The brahmin had a beloved Mongoose. After entrusting the child to the care of it the Brahmin went to the palace. Within a short time a serpent was seen crawling towards the child and the Mongoose attacked it and bit it into pieces. Naturally the Mongoose got itself smeared all over with the blood of the serpent, and the brahmin on returning home finding the Mongoose bathed in blood thought it might have eaten the child and in a rage he killed the poor Mongoose. But, when he entered the room and found pieces of the killed serpent strayed all over there truth and light dawned on him. Yajñasenā, who had returned after bath by now also found fault with him.

The second story.

Once there was a Brahmin in very indigent circumstances. He was an orphan from his very childhood. One day while he was asleep quite weary and tired as he had no food that day some one appeared and told him in a dream that three sannyāsins would come to his house that noon and that if beaten to death they would turn into three pot-fulls of treasure with which he could live comfortably well.

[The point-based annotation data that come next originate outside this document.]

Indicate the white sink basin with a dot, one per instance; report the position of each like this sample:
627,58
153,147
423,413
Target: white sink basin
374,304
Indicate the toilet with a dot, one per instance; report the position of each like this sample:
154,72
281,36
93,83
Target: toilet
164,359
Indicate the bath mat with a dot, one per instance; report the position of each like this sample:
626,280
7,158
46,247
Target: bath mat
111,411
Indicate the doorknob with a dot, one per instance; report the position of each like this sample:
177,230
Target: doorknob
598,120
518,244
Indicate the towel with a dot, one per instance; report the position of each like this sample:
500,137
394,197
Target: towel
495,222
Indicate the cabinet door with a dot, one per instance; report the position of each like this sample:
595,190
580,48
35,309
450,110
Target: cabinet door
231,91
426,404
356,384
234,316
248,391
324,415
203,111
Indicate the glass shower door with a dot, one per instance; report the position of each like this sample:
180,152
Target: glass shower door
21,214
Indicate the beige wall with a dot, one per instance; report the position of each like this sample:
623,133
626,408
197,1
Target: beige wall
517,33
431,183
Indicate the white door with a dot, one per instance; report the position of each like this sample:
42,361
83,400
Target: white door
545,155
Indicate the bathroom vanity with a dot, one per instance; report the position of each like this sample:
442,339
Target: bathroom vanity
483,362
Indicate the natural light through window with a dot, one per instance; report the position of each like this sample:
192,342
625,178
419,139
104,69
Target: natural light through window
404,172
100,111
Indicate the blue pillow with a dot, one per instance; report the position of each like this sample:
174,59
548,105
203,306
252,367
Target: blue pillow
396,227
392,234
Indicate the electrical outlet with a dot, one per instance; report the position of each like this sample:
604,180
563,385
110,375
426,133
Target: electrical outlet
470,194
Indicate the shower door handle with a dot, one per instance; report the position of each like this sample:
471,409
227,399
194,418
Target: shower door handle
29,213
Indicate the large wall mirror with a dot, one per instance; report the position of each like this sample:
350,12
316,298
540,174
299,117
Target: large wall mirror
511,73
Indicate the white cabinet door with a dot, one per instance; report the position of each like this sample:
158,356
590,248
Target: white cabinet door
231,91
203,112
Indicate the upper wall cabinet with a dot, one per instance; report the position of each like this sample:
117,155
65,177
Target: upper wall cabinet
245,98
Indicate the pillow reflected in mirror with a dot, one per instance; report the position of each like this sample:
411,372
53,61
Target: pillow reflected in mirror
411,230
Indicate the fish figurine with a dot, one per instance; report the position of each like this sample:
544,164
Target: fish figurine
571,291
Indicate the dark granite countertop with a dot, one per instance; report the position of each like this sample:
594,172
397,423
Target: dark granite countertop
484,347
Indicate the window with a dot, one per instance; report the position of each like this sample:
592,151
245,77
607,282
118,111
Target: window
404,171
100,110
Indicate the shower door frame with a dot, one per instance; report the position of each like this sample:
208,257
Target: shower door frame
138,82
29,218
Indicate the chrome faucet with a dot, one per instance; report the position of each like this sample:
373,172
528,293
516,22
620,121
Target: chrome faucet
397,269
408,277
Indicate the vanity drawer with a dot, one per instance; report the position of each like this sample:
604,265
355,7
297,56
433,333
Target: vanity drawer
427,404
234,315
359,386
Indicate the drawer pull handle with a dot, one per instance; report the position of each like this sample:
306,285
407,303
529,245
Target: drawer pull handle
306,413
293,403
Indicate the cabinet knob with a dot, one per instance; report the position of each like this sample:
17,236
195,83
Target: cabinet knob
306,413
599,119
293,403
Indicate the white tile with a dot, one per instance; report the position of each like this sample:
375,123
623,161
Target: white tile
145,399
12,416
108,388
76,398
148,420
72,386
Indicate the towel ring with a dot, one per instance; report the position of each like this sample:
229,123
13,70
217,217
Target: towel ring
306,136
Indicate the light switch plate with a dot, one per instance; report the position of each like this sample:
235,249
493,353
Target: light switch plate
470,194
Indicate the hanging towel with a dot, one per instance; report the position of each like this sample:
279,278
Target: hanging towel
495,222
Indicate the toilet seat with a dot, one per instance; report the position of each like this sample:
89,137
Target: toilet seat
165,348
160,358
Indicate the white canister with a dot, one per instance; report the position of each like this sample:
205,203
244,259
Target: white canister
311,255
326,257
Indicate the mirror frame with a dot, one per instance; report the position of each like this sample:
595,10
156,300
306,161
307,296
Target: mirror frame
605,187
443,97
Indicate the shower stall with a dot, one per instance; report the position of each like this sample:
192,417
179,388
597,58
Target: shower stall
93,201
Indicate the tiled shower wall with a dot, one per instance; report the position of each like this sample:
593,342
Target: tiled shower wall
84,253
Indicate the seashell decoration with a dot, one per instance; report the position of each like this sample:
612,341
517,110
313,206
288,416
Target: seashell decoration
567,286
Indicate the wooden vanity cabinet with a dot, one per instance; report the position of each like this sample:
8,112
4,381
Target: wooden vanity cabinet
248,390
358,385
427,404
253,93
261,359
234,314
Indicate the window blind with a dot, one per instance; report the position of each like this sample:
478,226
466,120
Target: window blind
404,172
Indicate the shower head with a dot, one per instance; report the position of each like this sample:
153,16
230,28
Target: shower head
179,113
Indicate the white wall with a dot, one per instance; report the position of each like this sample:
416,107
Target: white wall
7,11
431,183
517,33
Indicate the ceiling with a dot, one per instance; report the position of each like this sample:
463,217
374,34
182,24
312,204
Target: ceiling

His dream came true, and he locked up the treasure in his room after sending away a barber who had witnessed the incident with a piece of gold. The barber returned home cherishing in his mind the false belief that sannyāsins beaten to death would turn into pot-fulls of treasure. And, one day some sannyāsins came to his house and he began beating them and they ran out crying aloud. Their cries attracted the attention of the servants of the King. The barber’s limbs were cut off and he was killed on Śūla (a three-pronged weapon).